Critique #1 is that economics deals only with money, and wipes out our capacity to deal with other values. Critique #2, probably more important, is that economics fatally depends on a “rational actor” assumption for all involved, which is simply not true. Let's consider them in order:

Critique #1: Economic theory is all about money, and the widespread use of the theory destroys our other values like family, community, craftsmanship, healthy living, emotional satisfaction, and good samaritanhood. As one wise man said, “They don't take these things down at the bank,” and therefore, they get obliterated when economic theory is put in play.

Now, Professor Polak makes a good, painstaking show in Session #1 of trying to fend off this criticism. “You need to know what you want,” he says, and runs an extended example wherein, if one player really was interested in the well-being of his partner in a game, well, that could be accounted for by assessing the value of those feelings, and adding/subtracting to the payoff-matrix appropriately, and then running the same Game Theory analysis on the new matrix, finally arriving in a different result. (Of course, along the way he also snidely refers to this caring player as an “indignant angel"). See? Game Theory can handle all kinds of different values, not just money.

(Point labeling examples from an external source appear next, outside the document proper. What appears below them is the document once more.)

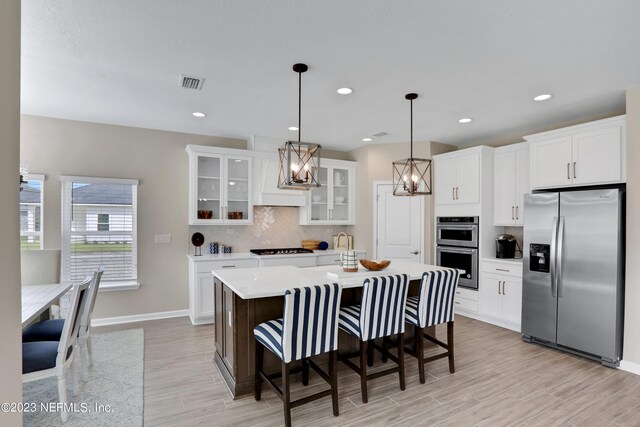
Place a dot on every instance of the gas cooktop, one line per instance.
(281, 251)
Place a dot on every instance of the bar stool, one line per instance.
(309, 327)
(380, 314)
(433, 306)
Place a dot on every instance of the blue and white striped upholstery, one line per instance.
(434, 303)
(381, 312)
(309, 325)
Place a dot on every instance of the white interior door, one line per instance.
(399, 225)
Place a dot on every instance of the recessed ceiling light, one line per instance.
(542, 97)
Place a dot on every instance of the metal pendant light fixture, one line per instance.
(412, 176)
(299, 161)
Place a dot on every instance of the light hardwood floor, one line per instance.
(499, 381)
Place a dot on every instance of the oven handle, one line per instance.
(456, 250)
(456, 227)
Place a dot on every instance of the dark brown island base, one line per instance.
(246, 297)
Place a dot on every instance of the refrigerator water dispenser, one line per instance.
(539, 257)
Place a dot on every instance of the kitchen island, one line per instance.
(246, 297)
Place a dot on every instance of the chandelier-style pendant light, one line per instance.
(411, 177)
(299, 161)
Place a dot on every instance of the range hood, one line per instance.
(265, 175)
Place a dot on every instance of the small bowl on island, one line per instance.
(375, 265)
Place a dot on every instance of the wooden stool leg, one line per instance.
(385, 349)
(363, 371)
(305, 372)
(370, 353)
(452, 368)
(401, 360)
(333, 374)
(419, 346)
(286, 395)
(257, 388)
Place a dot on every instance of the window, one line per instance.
(31, 212)
(99, 225)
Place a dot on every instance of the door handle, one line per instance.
(559, 285)
(552, 255)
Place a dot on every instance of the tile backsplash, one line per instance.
(273, 227)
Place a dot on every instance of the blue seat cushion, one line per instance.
(38, 356)
(46, 330)
(269, 334)
(349, 320)
(411, 311)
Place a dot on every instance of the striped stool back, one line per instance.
(437, 293)
(382, 307)
(310, 321)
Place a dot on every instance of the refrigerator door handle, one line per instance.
(559, 286)
(552, 255)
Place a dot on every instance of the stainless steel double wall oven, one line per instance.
(457, 247)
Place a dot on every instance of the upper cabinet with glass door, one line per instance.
(219, 186)
(335, 200)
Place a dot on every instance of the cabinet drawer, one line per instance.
(467, 294)
(208, 266)
(497, 267)
(466, 304)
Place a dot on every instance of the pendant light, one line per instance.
(411, 177)
(299, 161)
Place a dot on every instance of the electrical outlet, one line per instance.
(163, 238)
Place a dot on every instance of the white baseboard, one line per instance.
(138, 317)
(632, 367)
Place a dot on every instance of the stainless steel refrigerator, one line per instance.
(573, 272)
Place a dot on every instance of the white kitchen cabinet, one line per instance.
(219, 186)
(501, 293)
(334, 202)
(589, 154)
(510, 183)
(457, 177)
(201, 295)
(466, 301)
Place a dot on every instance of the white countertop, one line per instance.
(249, 283)
(249, 255)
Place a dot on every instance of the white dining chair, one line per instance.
(51, 330)
(44, 359)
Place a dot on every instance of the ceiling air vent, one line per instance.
(189, 82)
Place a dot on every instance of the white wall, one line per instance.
(631, 352)
(62, 147)
(10, 323)
(375, 164)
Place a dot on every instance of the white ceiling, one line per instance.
(119, 61)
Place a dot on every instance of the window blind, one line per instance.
(99, 222)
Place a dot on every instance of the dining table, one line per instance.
(36, 299)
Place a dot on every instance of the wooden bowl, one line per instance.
(373, 265)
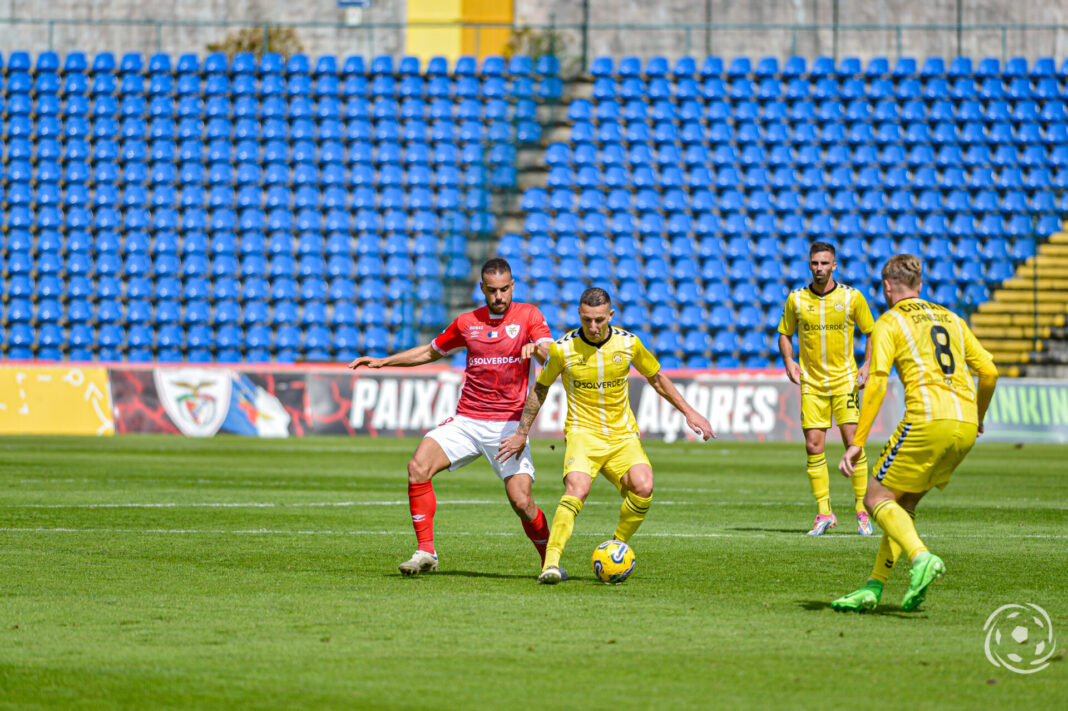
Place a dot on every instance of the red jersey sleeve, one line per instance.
(450, 341)
(536, 326)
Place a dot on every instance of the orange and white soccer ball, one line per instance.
(613, 562)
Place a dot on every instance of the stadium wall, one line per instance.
(615, 27)
(298, 401)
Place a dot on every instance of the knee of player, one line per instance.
(870, 501)
(575, 486)
(418, 472)
(643, 489)
(522, 503)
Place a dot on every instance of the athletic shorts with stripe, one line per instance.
(816, 410)
(591, 454)
(923, 455)
(466, 439)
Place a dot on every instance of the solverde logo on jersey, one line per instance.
(605, 384)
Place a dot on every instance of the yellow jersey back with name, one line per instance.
(933, 350)
(596, 380)
(825, 327)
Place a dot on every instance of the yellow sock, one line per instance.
(896, 522)
(885, 558)
(820, 482)
(631, 514)
(563, 525)
(889, 552)
(860, 482)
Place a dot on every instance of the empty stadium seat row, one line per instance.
(825, 66)
(272, 63)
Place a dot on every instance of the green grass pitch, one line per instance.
(160, 572)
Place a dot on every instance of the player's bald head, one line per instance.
(904, 269)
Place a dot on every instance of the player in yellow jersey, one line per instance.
(935, 353)
(600, 428)
(823, 315)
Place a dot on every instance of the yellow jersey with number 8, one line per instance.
(935, 352)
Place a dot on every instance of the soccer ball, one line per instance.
(613, 562)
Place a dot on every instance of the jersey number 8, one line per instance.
(940, 337)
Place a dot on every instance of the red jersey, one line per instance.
(497, 378)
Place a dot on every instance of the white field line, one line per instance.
(343, 504)
(798, 537)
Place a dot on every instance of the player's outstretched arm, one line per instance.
(786, 350)
(417, 356)
(694, 420)
(988, 380)
(862, 373)
(514, 445)
(538, 350)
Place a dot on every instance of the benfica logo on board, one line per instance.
(197, 399)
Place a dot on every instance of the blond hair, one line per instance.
(904, 269)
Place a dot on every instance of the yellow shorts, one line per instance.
(591, 454)
(923, 455)
(816, 410)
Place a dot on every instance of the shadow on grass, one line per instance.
(886, 611)
(469, 573)
(766, 530)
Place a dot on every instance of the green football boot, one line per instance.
(861, 600)
(926, 569)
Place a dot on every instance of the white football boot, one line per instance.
(420, 562)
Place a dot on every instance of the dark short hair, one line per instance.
(595, 297)
(496, 266)
(821, 247)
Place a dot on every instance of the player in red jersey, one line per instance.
(500, 338)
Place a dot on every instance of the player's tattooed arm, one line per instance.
(514, 444)
(417, 356)
(538, 350)
(534, 400)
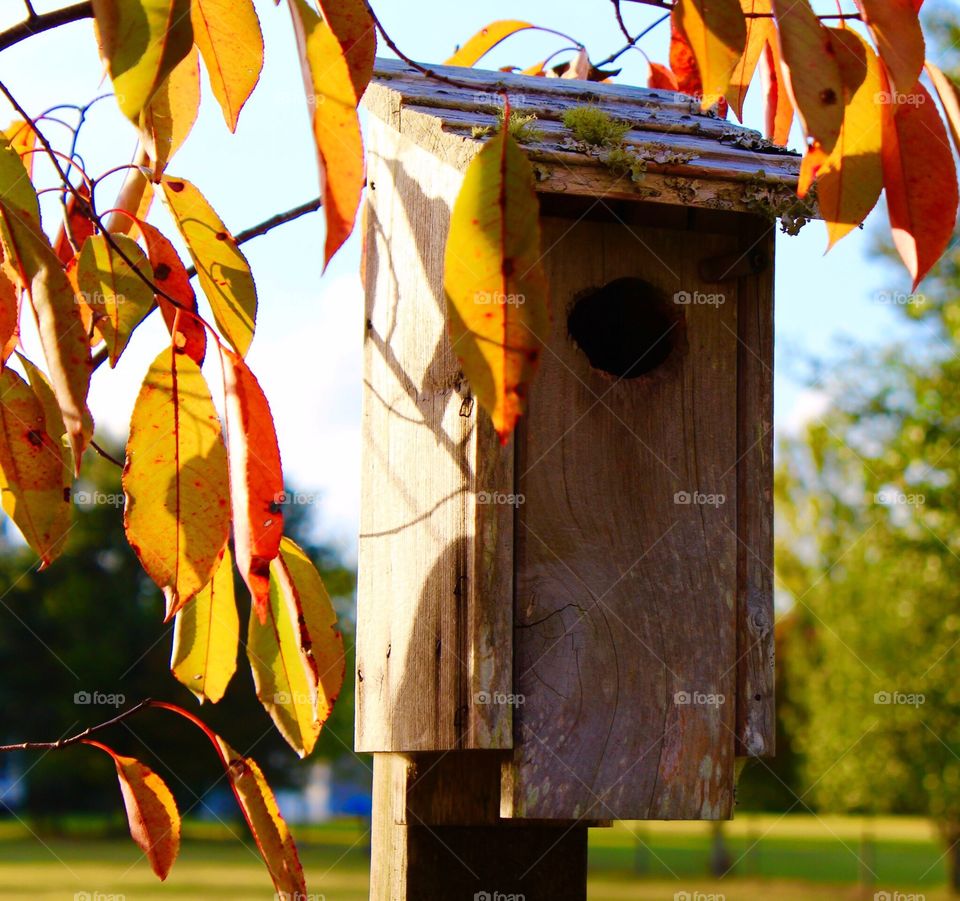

But lets look later in the same lecture, where he has the students play the “two-thirds the average game” (more on that later). He holds up a $5 bill and says that the winner will receive this as a prize. Now – does he do the analysis of “what people want” (payoffs), which he just said was so keenly important? No, he does not. Only 15 minutes after this front-line defense, it goes forward without comment, that obviously the only value for anyone in the game is the money. So, even though we just lectured on how economic theory can handle different values, we immediately thereafter turn around and act out exactly the opposite assumption. Maybe some people want the $5... maybe some want to corrupt the results for their snotty know-it-all classmates... But no, we get it played out right before our eyes, immediately following the defense that “all values can be handled”, that as soon as money comes in the picture, in practice, we dispense of all other values and speak of nothing except for the cash money.

Critique #2: Economic theory presumes “rational players”, where all the people involved knowingly work to their own best interests all the time. Frankly, that's just downright absurd. People are routinely (1) uneducated or uninformed about what's best for themselves, (2) barred from receiving key information by more powerful institutions or interests, (3) obviously non-rational in instances of emotional stress, drug use, mental failures, and modern Christmas purchasing behavior, and (4) proven by cognitive brain science to be unable to correctly gauge simple probabilities and risk-versus-reward.

Now, consider lecture #1, where Professor Polak introduces game payoff matrices, and the idea of avoiding dominated strategies (that is, a strategy where some other available choice always works out better). With exceeding care, he transcribes each “Lesson” along the way onto the board, including this one: “Lesson #1: Do not play a strictly dominated strategy”. Okay, that's a reasonable recommendation.

But about 10 minutes later, he pulls a devious sleight-of-hand. Analyzing another game, he asks what strategy we should play. “Ah,” he says, “Notice that for our opponent strategy A is dominated, so you know they won't play that, they must instead play strategy B, and thus we can respond with strategy C.” Well, no, that reasoning about our opponent (the 2nd logical step here) is completely spurious; it only make sense if our opponent is actually following our lesson #1. But, have they taken a Game Theory class? Do they know about “dominated strategy” theory? Do they actually follow received lessons? None of those things are necessarily (or even likely, I'd argue) true.

In other words, he assumes that all players are equally well-informed and “rational”, which isn't supportable. And, this assumption is kept secret and hidden. It would even be one thing if Professor Polak came out and said “For the rest of our lectures, let's also assume that our opponents are following the same lessons we are,” but no, he quite scrupulously avoids calling attention to the key logical gap.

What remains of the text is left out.